Anne Olmak; bir sabırtaşı olmak ve aynı sorunun yanıtını hep aynı sabırla bıkmadan usanmadan verebilmektir.


Anne Olmak; iyi bir öğretmen olmak ve çocuğuna ihtiyacı olan her şeyi öğretebilmektir.


Anne Olmak; iyi bir psikolog, pedagog olmak ve 7 gün 24 saat kesintisiz ve karşılıksız online, yüz yüze veya kalben hizmet verebilmektir.

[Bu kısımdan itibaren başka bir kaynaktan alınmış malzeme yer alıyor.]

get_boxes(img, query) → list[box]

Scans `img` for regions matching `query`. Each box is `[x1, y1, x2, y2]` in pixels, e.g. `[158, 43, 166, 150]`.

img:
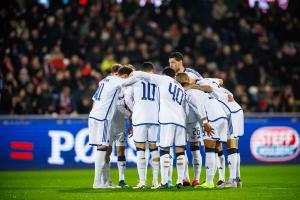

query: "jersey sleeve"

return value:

Anne Olmak; dünyanın en güzel, en akıllı, en tatlı, en vazgeçilmez ve hiç büyümeyen çocuğuna sahip olmaktır.

İşte tam da bu nedenler ile, yılın 365 günü ve bütün bir ömrün yaşanılan her günü, bize annelik yapan, yolumuzu aydınlatan, bize hayat veren, can veren, kan veren annelerimizin Anneler Günü her gün kutlu olsun….

 

Ona değerli olduğunu hissettirmek için…

 

Sosyal olarak izole yaşadığımız, eşyalardan çok duygularımıza odaklandığımız bugünlerde Anneler Günü’ nün unutulmaması vurgulanmalı. Anneler Günü kutlanırken vereceğiniz hediyenin niteliğinden çok duygularınızın ve düşüncelerinizin annenize yansıması önemli.

Annenize onu ne kadar sevdiğinizi, onun sizin için ne kadar değerli olduğunu hatırlatacak küçük özgün bir sürpriz hazırlamanız özellikle içerisinde bulunduğumuz bu zor günlerde ona çok değerli hissettirecektir. Sürpriz hazırlayamasanız bile onu sevdiğinizi söylemek bile emin olun anneniz için çok değerlidir. Unutmamalıyız ki en güzel en kalıcı hediye içten duygularımızdır.

 

 

Anneler Günü için hediye önerileri…

 

- Annenize güzel bir kahvaltı/sahur hazırlayıp güne mutlu başlamasını sağlayabilirsiniz. Önemli olan nokta yalnızca hazırlamak değil birlikte keyifli bir kahvaltı/sahur yapmaktır.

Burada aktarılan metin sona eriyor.